Ma in quel momento chiedermi di ridurre una storia di 2000 pagine a 750 fu come chiedermi di spiccare il volo o di svanire nel nulla come sotto un mantello dell'invisibilità. Le alternative proposte furono un e-book (un sacrilegio a cui non mi sottoporrò mai neanche sotto tortura, piuttosto rinuncio alla pubblicazione) e una trilogia. Sebbene la realizzazione di una trilogia sia un sogno accarezzato da tempo, non lo avrei accettato con “L'antica fiamma” per una questione di tempistiche che mi avrebbe portata a posticipare il mio omaggio a Dante all'anno della sua celebrazione. Inoltre la trama avrebbe perso molta della sua atmosfera se suddivisa in tre volumi, non è il genere di storia che possa essere frammentata.Sono consapevole che possa sembrare assurdo ma in quel momento mi sentii veramente morire. Questo è il mio romanzo, quello in cui ho riversato i miei sogni, i miei pensieri più intimi, le mie speranze, in cui ho preso coraggio, col quale riscatto l'adolescente che dovette rinunciare al sogno di creare una magia che potesse salvare gli altri. Ma è anche il romanzo che ho realizzato rinunciando per un anno al resto della mia vita, a sentire gli amici e perfino vederli nei momenti in cui le restrizioni lo permettevano. E' il romanzo che mi ha tenuta stretta al computer per 17 ore giornaliere, ogni giorno per 9 mesi (una vera gestazione!), a costo di rovinarmi la salute, per il quale ho studiato latino e greco, medicina e alchimia. Fu un'avventura straordinaria ma anche un notevole sacrificio... ridurre quelle 2000 pagine a 750 per me era come distruggere oltre metà di quel sacrificio. Ma rinunciarvi sarebbe stato oltremodo peggiore.
Per un mese restai dunque immersa in quelle pagine per giungere alla stesura definitiva.

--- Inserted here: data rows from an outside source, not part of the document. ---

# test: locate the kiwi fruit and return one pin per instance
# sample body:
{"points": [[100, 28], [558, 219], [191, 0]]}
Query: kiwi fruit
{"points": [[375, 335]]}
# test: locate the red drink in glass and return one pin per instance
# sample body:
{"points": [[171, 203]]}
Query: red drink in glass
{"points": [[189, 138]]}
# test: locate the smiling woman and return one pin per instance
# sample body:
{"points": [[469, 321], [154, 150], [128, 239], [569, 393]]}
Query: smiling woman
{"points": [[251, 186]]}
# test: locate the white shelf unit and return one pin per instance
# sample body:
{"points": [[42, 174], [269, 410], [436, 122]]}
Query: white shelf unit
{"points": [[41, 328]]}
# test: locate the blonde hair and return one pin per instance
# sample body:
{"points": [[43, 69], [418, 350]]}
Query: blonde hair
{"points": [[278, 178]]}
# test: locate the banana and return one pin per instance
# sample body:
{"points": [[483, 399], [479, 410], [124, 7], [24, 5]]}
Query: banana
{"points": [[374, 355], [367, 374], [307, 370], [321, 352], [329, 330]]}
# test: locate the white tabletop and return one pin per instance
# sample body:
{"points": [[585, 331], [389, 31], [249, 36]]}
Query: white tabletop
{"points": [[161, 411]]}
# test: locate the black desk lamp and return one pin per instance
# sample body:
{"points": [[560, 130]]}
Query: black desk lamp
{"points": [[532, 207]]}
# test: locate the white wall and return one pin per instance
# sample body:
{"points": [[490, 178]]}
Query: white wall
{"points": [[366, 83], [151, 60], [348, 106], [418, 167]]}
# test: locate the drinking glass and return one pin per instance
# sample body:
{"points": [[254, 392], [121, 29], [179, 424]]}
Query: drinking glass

Alla fine notai il lato comico ma anche sorprendente della faccenda: avevo così a lungo narrato della Nigredo - la fase di pulizia interiore dalle cose inutili - a cui avevo sottoposto i personaggi del romanzo e paradossalmente alla fine dovetti affrontarla io stessa, liberando la trama di tutto il superfluo. Quando giunsi alla stesura finale compresi quanto fosse stato un passaggio sofferto ma necessario. E pensai che forse quel che avevo eliminato potesse perfino tornarmi utile un giorno... ho disseminato qua e là nel romanzo degli agganci per scrivere un possibile seguito (anche per svelare finalmente quale sia il vero finale). Non è detto che la trilogia non possa realizzarsi davvero.